31 August 2011
This past month included several high-profile releases on Adobe Labs, including the Adobe AIR 3 beta and Adobe Flash Player 11 beta for desktops. A number of people within Adobe have already started to blog about how to take advantage of some of the new features offered by these releases. For example, Adobe's Christian Cantrell shows you how to use the AIR 3 beta SDK within Adobe Flash Builder, as well as how to use the front-facing camera support and the native JSON support in AIR 3. Meanwhile, Adobe Evangelist Piotr Walczyszyn explains how to bundle the AIR runtime using the Captive runtime feature for Mac and Windows desktop development while his new colleague, Andrew Trice, explains how to use the Captive runtime feature on Android.
By all indications, the Flex ecosystem is thriving. This past month included some new open source component libraries from the community and continued expansion of some existing projects. First, Adobe Evangelist Michael Chaize posted about the Eskimo component library that was recently released for adding native control patterns for Android and iOS to your Flex mobile applications. You can examine the various components via the Tour d'Eskimo app available on Android Market and the Apple App Store.
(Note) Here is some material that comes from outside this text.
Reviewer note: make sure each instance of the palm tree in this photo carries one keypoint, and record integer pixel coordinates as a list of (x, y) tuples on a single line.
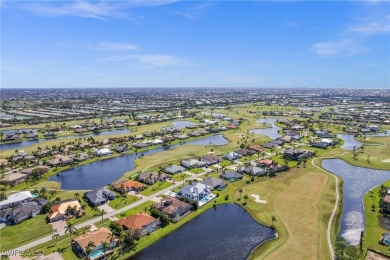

Kap IT also released a set of open source libraries for Flex development under LGPL called Klovis, including useful components like AdvancedTextInput, Autocomplete, and LoginBox. You can take a test drive of these components to see what they’re all about. Another library of AIR mobile components is called MadComponents and is developed by Daniel Freeman. Freeman recently finished adding Flex wrappers for his mobile components. Finally, the Spoon project continues to grow within the Flex community, and an open meeting about the project was recently held with the community. You can listen to the meeting recording.
The Flex and Flash developer community is very diverse and reflects a wide range of career and programming experience. This is made ever more clear by Sean Moore’s recent interviews with a number of notable developers within the community such as Jonathan Campos, Doug Winnie, and Joseph Labrecque, among many others.
Jackson Dunstan's blog has become a fantastic resource for ActionScript developer topics—particularly around optimizing your code for better performance. This month, Dunstan’s post "What is an int?" covers the often subtle differences between an int and a Number. He demonstrates his own class for a fast ActionScript 3 MultiMap as opposed to Dictionary, which can be used for one-to-one maps. Finally, Dunstan shows how you can improve the performance of your ActionScript application by using bitwise operators rather than logical operators.
If you use Google Chrome and you want quick and easy access to the Adobe ActionScript Language Reference (ASLR), you will enjoy the recently released ActionScript 3 Search Chrome Extension that allows you to easily search the ASLR from the Chrome address bar. Speaking of the ASLR, Adobe's Stephen Gilson announced some new features have been added to the Adobe ActionScript API Reference, including a quick search feature for packages and classes.